Austrian women led an increase in female smoking with a 7 percentage point increase, while such figures increased by 3 percentage points or more in France, the Czech Republic and Lithuania between 2005 and 2011, according to WHO data.
Tobacco use among women and girls in Europe is accelerating at an “alarming” rate, the United Nations agency said. Smoking among young girls is now on par with boys in the region, which includes Russia and eastern Europe.
“I’m shocked at how young some of the kids are who stop me on the street to bum cigarettes,” said Raya Hela, 23, a student living in central Paris who started in high school. She gets requests from children in middle school, who are typically 11 to 15 years old.

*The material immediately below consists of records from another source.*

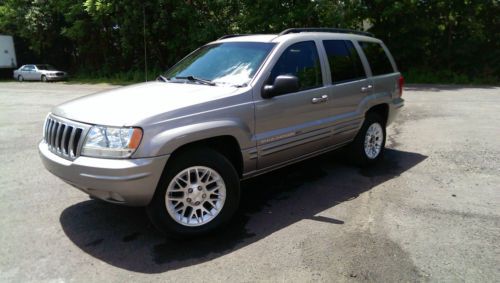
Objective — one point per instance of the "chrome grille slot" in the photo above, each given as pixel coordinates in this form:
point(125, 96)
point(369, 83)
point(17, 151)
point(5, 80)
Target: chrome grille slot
point(64, 137)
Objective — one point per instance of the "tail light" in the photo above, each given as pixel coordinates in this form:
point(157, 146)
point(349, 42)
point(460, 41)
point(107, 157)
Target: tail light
point(401, 84)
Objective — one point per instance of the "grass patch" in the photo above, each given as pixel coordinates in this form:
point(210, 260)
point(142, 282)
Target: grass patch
point(422, 76)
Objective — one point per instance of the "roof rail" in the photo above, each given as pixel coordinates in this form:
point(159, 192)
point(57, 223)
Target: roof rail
point(230, 35)
point(333, 30)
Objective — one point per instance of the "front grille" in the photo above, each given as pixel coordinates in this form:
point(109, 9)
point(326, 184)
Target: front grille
point(64, 137)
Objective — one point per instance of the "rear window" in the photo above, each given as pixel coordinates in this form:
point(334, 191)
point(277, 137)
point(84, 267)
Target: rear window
point(379, 62)
point(344, 61)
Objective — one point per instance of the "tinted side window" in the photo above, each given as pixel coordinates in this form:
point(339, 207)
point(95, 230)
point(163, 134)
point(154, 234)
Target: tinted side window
point(345, 64)
point(379, 62)
point(301, 60)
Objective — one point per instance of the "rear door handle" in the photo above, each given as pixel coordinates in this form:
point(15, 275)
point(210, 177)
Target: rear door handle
point(366, 88)
point(321, 99)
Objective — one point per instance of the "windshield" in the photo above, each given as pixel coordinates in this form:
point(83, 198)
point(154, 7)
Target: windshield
point(45, 67)
point(233, 63)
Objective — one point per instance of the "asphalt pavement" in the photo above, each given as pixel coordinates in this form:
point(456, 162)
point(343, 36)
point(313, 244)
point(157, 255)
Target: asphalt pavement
point(430, 211)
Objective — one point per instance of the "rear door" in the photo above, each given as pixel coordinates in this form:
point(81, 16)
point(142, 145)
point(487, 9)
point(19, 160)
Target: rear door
point(383, 68)
point(291, 125)
point(349, 85)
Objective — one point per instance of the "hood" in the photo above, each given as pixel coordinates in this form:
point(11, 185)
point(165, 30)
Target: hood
point(129, 106)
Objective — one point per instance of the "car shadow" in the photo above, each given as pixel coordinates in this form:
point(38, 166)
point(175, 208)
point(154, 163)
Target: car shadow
point(123, 237)
point(444, 87)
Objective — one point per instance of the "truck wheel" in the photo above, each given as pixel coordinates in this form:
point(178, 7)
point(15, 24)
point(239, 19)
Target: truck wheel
point(369, 144)
point(198, 192)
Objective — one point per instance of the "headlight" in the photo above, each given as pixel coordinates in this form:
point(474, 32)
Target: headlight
point(111, 142)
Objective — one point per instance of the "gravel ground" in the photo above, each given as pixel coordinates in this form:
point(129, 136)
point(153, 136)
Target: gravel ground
point(429, 212)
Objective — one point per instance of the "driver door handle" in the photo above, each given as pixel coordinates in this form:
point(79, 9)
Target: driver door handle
point(366, 88)
point(323, 98)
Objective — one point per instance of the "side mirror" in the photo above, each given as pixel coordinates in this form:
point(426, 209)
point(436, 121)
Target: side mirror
point(282, 84)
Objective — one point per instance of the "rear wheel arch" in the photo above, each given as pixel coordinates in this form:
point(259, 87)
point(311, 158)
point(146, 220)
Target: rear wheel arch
point(382, 110)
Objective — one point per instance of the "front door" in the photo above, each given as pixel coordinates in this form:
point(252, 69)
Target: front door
point(292, 125)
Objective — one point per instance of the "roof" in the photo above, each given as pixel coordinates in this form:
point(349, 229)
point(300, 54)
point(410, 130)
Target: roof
point(300, 33)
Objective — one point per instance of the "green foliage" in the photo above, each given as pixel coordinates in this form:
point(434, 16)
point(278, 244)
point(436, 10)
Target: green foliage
point(455, 40)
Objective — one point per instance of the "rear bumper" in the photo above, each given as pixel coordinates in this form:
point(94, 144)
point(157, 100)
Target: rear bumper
point(394, 109)
point(58, 78)
point(124, 181)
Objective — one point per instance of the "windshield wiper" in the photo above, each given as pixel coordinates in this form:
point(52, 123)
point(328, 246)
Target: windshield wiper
point(195, 79)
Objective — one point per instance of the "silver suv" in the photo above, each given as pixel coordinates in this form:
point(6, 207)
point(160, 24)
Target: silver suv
point(233, 109)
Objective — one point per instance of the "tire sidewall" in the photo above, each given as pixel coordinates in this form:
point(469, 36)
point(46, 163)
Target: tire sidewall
point(359, 144)
point(157, 210)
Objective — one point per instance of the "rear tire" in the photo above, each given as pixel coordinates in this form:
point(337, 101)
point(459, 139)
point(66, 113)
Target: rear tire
point(369, 145)
point(198, 193)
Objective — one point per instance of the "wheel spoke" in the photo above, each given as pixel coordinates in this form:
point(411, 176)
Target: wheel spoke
point(195, 207)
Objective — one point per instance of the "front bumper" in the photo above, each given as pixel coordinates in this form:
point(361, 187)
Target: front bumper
point(124, 181)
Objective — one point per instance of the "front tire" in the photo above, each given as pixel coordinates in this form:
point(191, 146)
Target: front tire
point(198, 193)
point(369, 145)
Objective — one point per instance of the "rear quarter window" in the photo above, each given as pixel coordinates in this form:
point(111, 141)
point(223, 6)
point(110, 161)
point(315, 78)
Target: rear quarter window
point(379, 62)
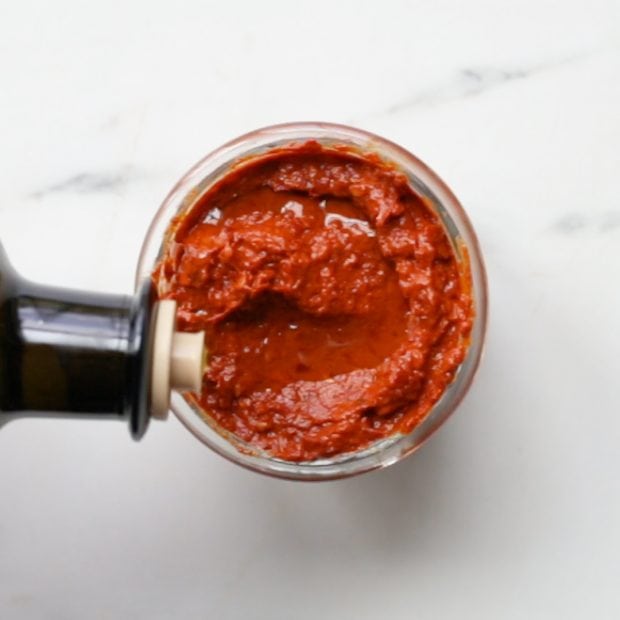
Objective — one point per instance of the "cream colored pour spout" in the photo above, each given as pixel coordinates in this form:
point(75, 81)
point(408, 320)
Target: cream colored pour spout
point(177, 362)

European countries have led the world in taxing tobacco, which the WHO has said is the most cost-effective way to reduce smoking rates. Worldwide, 32 countries have duties high enough so that 75 percent of the cost of a pack of cigarettes is tax; 25 of those nations are in Europe. A 10 percent increase in tobacco prices cuts consumption by about 4 percent in high-income countries and as much as 8 percent in poorer nations, the WHO has said.
France plans a 20 centime per pack increase in January, scaling back a plan for a 40 centime increase, Le Figaro reported last week.
The European Union is considering new rules for smoking and tobacco-related marketing which include a ban on flavored cigarettes, limits on the use of e-cigarettes and increasing the size of the warning labels on packages. A final vote is expected in springtime.
While the EU has banned tobacco advertising in print media, on the radio and Internet, Europe lags behind all other regions in terms of banning marketing in the WHO survey. Only Albania, Spain and Turkey ban all forms of direct and indirect advertising, the WHO said.
Scotland aims to be smoke-free by 2034. Ireland, New Zealand and Finland have also set deadlines to reduce smoking to less than 5 percent of the population.
Electronic cigarettes may undermine the Scottish smoke-free target as tobacco companies may use them to attract new consumers to traditional cigarettes, said Sheila Duffy, head of ASH Scotland, an anti-smoking group. The products aren’t covered by Scotland’s smoking ban, age requirements and advertising restrictions, she said. E-Lites sponsor Scotland’s two major football teams, Rangers and Celtic, and sell e-cigarettes with tips that glow in the club colors.
“That’s aimed at hooking the next generation into nicotine addiction,” Duffy said.
In the U.K., the government is considering requiring plain packaging, eliminating logos and marketing on tobacco packs, a measure Australia has adopted.
The French government should fund more campaigns to prevent teen smoking, said Laura Pivron, a 21-year-old pack-a-day smoker who was braving chilly weather in Paris without coats or gloves to smoke.
“It’s expensive and bad for me, but it also helps reduce stress,” she said. “I would tell kids at school not even to try smoking because once they start it’s impossible to stop.”